Johnson belohnt Vertraute und "Partygate"-Helfer

Etwas mehr als neun Monate nach Johnsons Rückzug als Premierminister hatte die britische Regierung am Freitag seine "Prime Minister's Resignation Honours List" veröffentlicht. Wie alle ehemaligen britischen Regierungschefs durfte auch Johnson neue Mitglieder für das House of Lords ernennen oder für royale Ehrungen nominieren. Er belohnte mehrere Vertraute und Mitarbeiter aus der "Partygate"-Affäre.

Ins Oberhaus berufen werden unter anderem Johnsons früherer Stabschef Dan Rosenfield oder der ehemalige Londoner Bürgermeister-Kandidat Shaun Bailey. Für Aufsehen sorgte aber vor allem, dass politische Freunde wie Ex-Wirtschaftsminister und Erz-Brexiteer Jacob Rees-Mogg und Ex-Innenministerin Priti Patel künftig als Sir beziehungsweise Dame Ehrentitel tragen werden.

Johnsons ehemaliger Büroleiter Martin Reynolds, der zu einer illegalen Lockdown-Feier in der Downing Street einlud, erhält ebenfalls einen royalen Titel.
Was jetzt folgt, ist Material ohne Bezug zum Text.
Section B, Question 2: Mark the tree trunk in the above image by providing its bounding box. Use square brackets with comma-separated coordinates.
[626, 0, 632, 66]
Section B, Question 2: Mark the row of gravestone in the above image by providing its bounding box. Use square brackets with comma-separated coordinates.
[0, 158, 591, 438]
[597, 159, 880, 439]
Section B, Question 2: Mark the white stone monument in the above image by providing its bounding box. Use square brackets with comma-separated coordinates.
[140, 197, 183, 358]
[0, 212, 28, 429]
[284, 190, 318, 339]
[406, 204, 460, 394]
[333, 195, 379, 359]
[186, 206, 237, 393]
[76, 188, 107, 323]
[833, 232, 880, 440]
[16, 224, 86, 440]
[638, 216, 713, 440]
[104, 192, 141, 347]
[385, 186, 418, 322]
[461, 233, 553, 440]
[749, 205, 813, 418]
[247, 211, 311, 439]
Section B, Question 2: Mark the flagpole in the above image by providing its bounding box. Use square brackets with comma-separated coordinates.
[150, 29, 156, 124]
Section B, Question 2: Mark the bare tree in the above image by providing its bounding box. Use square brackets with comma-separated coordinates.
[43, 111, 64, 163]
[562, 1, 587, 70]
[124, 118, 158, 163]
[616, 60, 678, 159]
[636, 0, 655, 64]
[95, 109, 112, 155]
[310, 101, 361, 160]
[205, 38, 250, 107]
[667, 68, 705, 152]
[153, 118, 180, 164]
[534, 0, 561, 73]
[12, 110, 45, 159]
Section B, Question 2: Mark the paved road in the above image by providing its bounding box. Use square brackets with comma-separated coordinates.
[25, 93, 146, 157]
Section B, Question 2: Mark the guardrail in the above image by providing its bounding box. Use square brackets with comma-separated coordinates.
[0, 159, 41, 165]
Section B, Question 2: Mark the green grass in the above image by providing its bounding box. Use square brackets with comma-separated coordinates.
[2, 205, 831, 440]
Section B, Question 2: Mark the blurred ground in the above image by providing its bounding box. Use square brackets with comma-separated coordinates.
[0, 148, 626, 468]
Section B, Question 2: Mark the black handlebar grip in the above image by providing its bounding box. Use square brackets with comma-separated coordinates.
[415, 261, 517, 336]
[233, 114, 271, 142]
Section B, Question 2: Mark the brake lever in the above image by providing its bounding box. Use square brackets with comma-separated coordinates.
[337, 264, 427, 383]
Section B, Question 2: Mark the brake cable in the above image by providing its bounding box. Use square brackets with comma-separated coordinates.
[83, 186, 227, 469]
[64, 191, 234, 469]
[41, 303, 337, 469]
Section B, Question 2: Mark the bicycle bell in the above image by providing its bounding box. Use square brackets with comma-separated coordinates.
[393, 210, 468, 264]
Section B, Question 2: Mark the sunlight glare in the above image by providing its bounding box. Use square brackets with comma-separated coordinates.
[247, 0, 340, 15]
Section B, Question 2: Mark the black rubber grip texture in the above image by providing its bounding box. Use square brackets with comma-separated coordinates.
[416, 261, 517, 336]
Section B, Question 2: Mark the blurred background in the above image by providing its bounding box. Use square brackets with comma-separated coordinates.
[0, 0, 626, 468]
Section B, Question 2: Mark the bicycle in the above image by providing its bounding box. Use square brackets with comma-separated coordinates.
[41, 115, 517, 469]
Seine einst enge Mitarbeiterin Shelley Williams-Walker, die bei einer Corona-Party am Vorabend der Beisetzung von Queen-Gemahl Prinz Philip die DJane gab, wird zur Dame.

Die Opposition kritisierte, Johnson missbrauche die Tradition der Ernennungen und Ehrungen für Vetternwirtschaft. Auch ehemalige Mitarbeiter Johnsons zeigten sich empört. Für das House of Lords gibt es keine Obergrenze. Mit etwa 800 Mitgliedern ist es die größte Parlamentskammer der Welt nach dem chinesischen Volkskongress.